I can sum it up best with a quote from the Shawshank Redemption:
"Remember Red, hope is a good thing, maybe the best of things, and no good thing ever dies." -- Andy DufresneWhen patients come to the ICU, they and their family often don't know what they are in for. They might know they are sick but they might not realize just how remote the chance of recovery is. However, they hope. They hope they can overcome whatever it is that afflicts them. Some might call this false hope or even denial. They say that when patients get this sick, physicians should push for advancement of code status -- basically, try to get the family and the patient to withdraw aggressive treatment and accept that they will not overcome the illness. These people argue that treating patients this sick is futile and a waste of medical resources. They maintain that physicians are the experts in all things medical and thus are qualified to tell a patient and a family when further treatment is futile.
While families might not be medical experts, they are the experts when it comes to what the patient would want, what the patient values, and what the patient is fighting for. Maybe, the patient would be willing to go through anything in order to have that extra day at home with his family. Maybe he just wants one more chance and is willing to endure the torture.

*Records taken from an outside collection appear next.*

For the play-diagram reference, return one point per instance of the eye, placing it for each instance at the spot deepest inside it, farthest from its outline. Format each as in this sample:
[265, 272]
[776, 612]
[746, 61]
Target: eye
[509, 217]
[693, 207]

People have various motives and values and there is nothing I learned in medical school that would make me an expert on what people want. Instead, I tell the patient and the family in explicit detail what doing everything entails. If they want everything done then I do so.

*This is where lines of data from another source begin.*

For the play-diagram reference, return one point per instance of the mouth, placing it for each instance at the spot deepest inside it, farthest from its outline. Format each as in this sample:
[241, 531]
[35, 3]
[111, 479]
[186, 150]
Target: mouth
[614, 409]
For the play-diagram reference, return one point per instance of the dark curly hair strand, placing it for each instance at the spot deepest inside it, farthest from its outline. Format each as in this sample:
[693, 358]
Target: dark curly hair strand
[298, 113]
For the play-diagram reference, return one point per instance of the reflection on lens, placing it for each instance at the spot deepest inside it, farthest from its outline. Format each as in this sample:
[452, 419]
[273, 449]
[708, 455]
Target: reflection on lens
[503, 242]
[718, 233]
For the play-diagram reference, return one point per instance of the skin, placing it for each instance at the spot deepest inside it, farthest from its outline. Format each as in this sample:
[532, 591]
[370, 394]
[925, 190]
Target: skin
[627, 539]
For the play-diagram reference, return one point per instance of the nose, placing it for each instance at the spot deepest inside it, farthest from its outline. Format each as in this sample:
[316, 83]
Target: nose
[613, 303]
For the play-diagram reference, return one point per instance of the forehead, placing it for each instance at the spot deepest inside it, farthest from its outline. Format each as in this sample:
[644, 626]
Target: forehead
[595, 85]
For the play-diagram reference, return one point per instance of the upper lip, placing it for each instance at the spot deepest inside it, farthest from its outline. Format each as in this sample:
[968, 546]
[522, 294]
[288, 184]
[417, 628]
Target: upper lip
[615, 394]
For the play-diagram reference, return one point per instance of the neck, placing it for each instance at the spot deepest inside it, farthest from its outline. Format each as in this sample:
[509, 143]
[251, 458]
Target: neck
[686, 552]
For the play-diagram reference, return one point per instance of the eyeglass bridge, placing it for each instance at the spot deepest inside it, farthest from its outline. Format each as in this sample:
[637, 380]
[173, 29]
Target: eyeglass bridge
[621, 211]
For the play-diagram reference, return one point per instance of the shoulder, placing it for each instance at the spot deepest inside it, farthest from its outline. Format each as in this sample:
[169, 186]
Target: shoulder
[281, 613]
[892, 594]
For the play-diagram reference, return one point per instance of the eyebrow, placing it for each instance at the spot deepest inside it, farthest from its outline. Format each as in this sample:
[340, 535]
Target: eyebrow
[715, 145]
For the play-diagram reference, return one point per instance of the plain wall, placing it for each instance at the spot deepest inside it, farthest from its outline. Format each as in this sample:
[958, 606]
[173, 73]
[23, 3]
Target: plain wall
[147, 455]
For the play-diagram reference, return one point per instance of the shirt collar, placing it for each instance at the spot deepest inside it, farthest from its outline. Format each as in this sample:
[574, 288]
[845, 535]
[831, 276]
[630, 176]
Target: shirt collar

I try not to think about the torture I am putting these patients through. I remember each of my failures. However, I try to focus on those few that do make it -- despite the long odds. The 70 year old with multiple medical problems that had to stay on the ventilator for over 30 days before we managed to get him off. The 40 year old whose heart stopped beating (PEA code) but who was resuscitated and went home with his family 6 days later.
If we succeed and the patient beats whatever illness is afflicting him, so much the better. If we fail, at least we gave him one last chance -- at a terrible cost, but a cost he and his family were knowledgeable of and willing to accept.
I hope my patients get better. I hope I am doing what they would want me to do.